One common type of fraud involves the use of credit cards as the form of tender to obtain goods or services and typically originates with the theft of the actual credit card or the account number. But credit card fraud detection is difficult. If a credit card or number is stolen, the cardholder may not become aware until receiving a billing statement several weeks later that the incident occurred.
Most businesses use a third party to process their credit card transactions when a purchase is being made. The processing company will process the date during a transaction and will provide an approval for the purchase. This is done electronically and is processed in a matter of seconds. If a stolen credit card is used, the merchant is generally not liable, providing they took the appropriate steps at the time of the transaction.
Employees should be taught the signs of customer who uses a stolen credit card. Credit card fraud detection signs may include:
- A customer making purchases of multiple and/or expensive items (laptops, stereos, video games)
- Purchases being made at closing time, and the customer is attempting to rush the sale
- A customer who cannot produce identification matching the name of the card holder
- Random purchases with little regard to price of the items
- A card that swipes, but the name on the card doesn’t match the name that was printed on the receipt
The liability for fraudulent credit card transaction increases when the information on a credit card is manually entered as opposed to being swiped through the point-of-sale system. A manually entered credit card could indicate that the employee accepting the credit card may have entered the credit card number without the credit card being present. Close attention should be paid to these types of transactions.
Internal Retail Fraud Incidents
Another common type of fraud occurs when a dishonest employee copies the credit card number from a legitimate transaction and later uses the same credit card number to make a purchase. This type of incident may involve the use of portable devices (skimmers) that read and record the credit card information for later use (often referred to as skimming).

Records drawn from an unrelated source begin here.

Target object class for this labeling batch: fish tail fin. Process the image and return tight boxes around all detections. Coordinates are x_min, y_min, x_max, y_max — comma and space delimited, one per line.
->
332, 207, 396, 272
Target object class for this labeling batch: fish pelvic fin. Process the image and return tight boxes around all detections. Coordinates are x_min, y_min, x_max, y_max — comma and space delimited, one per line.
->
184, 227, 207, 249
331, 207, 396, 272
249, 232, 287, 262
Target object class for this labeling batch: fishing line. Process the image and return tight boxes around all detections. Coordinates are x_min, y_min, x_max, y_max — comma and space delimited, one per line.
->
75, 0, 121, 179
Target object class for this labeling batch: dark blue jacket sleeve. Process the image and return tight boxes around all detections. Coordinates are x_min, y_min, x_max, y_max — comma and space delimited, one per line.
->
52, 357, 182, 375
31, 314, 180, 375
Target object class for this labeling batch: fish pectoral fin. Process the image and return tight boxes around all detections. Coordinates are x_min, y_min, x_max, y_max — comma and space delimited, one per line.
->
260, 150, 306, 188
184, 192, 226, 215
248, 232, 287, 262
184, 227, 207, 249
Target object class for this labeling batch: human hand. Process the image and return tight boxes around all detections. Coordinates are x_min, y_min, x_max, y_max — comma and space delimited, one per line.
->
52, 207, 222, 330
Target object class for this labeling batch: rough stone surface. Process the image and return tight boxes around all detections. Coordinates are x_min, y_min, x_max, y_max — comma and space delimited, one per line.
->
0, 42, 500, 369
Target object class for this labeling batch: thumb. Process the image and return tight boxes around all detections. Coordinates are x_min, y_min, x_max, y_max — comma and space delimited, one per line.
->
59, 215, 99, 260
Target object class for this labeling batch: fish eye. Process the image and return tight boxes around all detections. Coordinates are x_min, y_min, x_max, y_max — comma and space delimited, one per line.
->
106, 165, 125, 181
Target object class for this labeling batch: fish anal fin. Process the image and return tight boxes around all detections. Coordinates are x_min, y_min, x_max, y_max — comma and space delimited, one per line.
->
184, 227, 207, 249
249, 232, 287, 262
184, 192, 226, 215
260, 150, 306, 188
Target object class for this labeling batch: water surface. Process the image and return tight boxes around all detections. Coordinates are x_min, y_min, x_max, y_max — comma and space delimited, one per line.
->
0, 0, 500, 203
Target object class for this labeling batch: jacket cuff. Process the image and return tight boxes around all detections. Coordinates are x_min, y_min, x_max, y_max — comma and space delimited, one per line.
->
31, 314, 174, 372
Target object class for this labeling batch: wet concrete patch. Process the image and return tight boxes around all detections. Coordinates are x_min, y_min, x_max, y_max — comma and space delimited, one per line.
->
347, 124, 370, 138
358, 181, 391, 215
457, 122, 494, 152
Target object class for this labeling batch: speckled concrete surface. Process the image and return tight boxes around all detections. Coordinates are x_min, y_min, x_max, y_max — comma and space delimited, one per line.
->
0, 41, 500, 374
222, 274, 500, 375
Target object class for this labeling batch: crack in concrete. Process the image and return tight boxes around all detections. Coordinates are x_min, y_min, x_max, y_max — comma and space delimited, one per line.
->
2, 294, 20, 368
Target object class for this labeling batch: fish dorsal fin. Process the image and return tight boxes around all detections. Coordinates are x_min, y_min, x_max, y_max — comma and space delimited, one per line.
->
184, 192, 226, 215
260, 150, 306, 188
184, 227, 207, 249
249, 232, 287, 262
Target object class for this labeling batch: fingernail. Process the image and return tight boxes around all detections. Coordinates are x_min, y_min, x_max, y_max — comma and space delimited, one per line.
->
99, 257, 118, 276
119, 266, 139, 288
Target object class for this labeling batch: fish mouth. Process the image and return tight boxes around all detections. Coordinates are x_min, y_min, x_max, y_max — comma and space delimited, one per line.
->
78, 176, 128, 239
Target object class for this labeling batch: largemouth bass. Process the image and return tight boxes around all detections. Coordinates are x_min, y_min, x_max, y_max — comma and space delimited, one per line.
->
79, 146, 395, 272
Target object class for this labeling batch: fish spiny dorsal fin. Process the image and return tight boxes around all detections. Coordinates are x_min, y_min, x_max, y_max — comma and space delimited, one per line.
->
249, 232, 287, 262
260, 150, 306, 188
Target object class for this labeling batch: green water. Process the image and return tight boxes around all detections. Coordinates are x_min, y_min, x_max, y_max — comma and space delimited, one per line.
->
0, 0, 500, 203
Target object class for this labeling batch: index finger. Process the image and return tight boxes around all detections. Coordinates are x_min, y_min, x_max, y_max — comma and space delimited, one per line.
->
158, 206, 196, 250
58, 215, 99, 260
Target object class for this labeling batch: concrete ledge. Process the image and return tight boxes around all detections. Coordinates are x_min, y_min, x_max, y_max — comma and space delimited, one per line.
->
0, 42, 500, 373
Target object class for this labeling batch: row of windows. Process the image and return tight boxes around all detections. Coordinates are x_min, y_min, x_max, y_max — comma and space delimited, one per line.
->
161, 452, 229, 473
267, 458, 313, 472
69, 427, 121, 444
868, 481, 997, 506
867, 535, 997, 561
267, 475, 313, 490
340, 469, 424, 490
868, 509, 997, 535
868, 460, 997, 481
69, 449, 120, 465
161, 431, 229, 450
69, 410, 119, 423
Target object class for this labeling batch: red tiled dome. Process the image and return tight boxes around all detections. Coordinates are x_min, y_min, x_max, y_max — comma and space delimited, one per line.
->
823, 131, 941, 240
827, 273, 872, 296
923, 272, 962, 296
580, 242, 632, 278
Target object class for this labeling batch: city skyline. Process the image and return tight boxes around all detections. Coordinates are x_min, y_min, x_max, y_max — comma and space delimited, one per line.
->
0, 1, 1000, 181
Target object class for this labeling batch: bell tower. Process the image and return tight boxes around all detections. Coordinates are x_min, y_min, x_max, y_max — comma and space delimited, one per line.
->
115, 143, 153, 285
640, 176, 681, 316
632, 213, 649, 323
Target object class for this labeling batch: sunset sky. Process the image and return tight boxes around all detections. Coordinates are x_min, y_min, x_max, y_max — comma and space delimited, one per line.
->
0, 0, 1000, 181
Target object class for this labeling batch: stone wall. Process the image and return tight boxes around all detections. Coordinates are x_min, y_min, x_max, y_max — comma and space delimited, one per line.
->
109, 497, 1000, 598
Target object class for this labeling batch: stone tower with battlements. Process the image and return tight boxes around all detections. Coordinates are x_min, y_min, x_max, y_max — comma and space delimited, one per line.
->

The following examples may provide warning signs of potential credit card fraud involving employees:
- Manually entered credit cards.
- A chargeback dispute where the credit card was manually entered. It should be determined if this card was used on a previous transaction, was swiped and the charge not disputed by the customer. (Attention should be paid to the cashier who was involved in the original sale.)
- Customer complaints that they were not given their credit card back.
- Customer complaints that the last legitimate transaction they made before their card was stolen or fraudulently used, was at your establishment.
While the use of counterfeit credit cards is not new, the use of these cards has exploded in recent years as hackers steal millions of records from major retailers, and rings of thieves develop new ways to capture information. Major data breaches, like the Equifax hack last year, have been a prime source of stolen information. This has become part of a growing black market that connects sophisticated hackers to identity thieves making hundreds of fake cards to withdraw cash or buy goods.
In other instances, devices are inserted into ATM slots and other card readers (for example, gas station pumps) to copy the numbers and financial codes contained in the magnetic strips. The crooks then retrieve the devices or, using Wi-Fi, draw information from them into a laptop or other device. Encoders are used to transfer that information onto newly created cards.
The introduction of EMV chip cards (also known as chip-and-PIN cards) in late 2015 offered some solutions to the problem. Cards now come with an embedded security microchip in addition to the usual magnetic stripe. To make a purchase, the cardholder inserts the card into a chip reader slot in the payment device.
This improves security for two reasons. One, it eliminates the risk of the card’s magnetic stripe being skimmed and stolen. Two, the data encrypted on the chip is nearly impossible to replicate, as it is constantly changing.
EMV cards don’t yet provide complete protection against fraud, however. In Europe, customers input a PIN (similar to using a debit card) to authorize a transaction with an EMV card. Entering a customizable, secret PIN adds an additional layer of security to the transaction.
But in the United States, many merchants and banks have elected to bypass the PIN requirement in favor of a chip-and-signature transaction method. The reason? They’re afraid consumers won’t take well to too much change at once. A card that doesn’t require a PIN can conceivably be stolen and used elsewhere.